Ich habe früher nie rauchen können und als ich beim Seraskier die ersten Tschibuks zu genießen nicht vermeiden konnte, dachte ich mit Schrecken an eine wahrscheinlich bevorstehende Seekrankheit. Indes habe ich mich an die hiesige Art zu rauchen schnell gewöhnt und finde sogar ein Vergnügen daran, unter einer schattigen Platane den Blick über Meer und Berge schweifen zu lassen und halb träumend, halb wachend den expansiblen Trank aus der Pfeife zu leeren.

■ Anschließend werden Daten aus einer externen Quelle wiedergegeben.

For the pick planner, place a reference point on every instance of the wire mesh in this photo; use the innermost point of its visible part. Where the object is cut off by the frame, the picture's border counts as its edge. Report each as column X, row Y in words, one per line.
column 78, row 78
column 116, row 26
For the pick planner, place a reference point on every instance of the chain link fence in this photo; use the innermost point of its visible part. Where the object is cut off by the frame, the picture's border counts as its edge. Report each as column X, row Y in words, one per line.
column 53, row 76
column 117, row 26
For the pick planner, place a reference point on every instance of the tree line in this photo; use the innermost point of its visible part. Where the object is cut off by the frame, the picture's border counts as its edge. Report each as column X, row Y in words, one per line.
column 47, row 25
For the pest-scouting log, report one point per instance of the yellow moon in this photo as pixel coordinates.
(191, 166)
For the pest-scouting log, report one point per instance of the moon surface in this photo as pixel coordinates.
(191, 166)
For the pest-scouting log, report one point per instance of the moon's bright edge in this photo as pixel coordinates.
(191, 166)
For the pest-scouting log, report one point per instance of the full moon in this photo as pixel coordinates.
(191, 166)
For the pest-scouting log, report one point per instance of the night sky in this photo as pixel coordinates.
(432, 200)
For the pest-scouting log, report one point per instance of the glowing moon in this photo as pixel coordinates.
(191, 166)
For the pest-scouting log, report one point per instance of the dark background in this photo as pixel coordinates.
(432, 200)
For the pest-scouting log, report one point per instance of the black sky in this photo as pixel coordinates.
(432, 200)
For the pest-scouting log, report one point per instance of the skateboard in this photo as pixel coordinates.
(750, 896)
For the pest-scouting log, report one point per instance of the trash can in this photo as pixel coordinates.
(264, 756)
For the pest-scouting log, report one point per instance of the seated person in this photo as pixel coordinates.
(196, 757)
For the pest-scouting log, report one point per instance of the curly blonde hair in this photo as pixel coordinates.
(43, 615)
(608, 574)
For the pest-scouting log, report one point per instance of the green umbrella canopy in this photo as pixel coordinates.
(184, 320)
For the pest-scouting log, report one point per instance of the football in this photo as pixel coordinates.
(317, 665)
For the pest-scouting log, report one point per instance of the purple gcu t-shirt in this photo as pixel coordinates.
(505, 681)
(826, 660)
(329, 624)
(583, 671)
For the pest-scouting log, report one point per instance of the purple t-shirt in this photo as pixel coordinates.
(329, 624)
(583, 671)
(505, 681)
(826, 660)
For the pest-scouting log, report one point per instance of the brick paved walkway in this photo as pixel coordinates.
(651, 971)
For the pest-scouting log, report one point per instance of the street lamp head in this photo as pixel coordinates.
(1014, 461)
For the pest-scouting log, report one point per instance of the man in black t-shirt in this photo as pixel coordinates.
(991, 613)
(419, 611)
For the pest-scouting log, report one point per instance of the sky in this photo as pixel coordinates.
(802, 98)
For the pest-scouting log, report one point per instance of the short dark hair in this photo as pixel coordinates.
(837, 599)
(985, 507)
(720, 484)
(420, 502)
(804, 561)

Um das Kapitel des Rauchens vollständig abzuhandeln, muss ich noch die Wasserpfeife (Nargileh) erwähnen. Der Rauch eines sehr schweren, etwas angefeuchteten Tabaks (Tümbeki) wird durch Wasser geleitet und gelangt kalt durch einen viele Ellen langen dünnen Schlauch in den Mund des Rauchers. Das Wasser befindet sich in einer gläsernen Urne; der Türke tut eine Rose oder eine Kirsche hinein und hat seine harmlose Freude daran, wie diese bei jedem Zuge auf der bewegten Oberfläche tanzt. Ein solcher Nargileh, ein schattiger Baum, eine plätschernde Fontäne und eine Tasse Kaffee sind alles, was der Türke bedarf, um sich zehn bis zwölf Stunden des Tages köstlich zu unterhalten. Der »Kjef« oder die gute Laune des Orientalen besteht in einer gleichmütigen Seelenstimmung mit gänzlicher Vermeidung aller Emotionen. Eine lebhafte Unterhaltung oder nur eine weite Aussicht sind schon Störungen; dagegen erhöht es sehr die Laune, wenn zur Romaika oder Zither der Armenier eine der einförmigen, durch das ganze weite Reich gleich tönenden Weisen singt, deren Refrain stets »Amann, Amann« – »Erbarmen« – ist, oder wenn griechische Knaben ihre nach unseren Begriffen höchst anstößigen und ungraziösen Tänze ausführen. Aber selbst zu singen oder selbst zu tanzen kommt keinem Moslem in den Sinn; man könnte ihm ebenso gut zumuten sich zu geißeln oder spazieren zu gehen.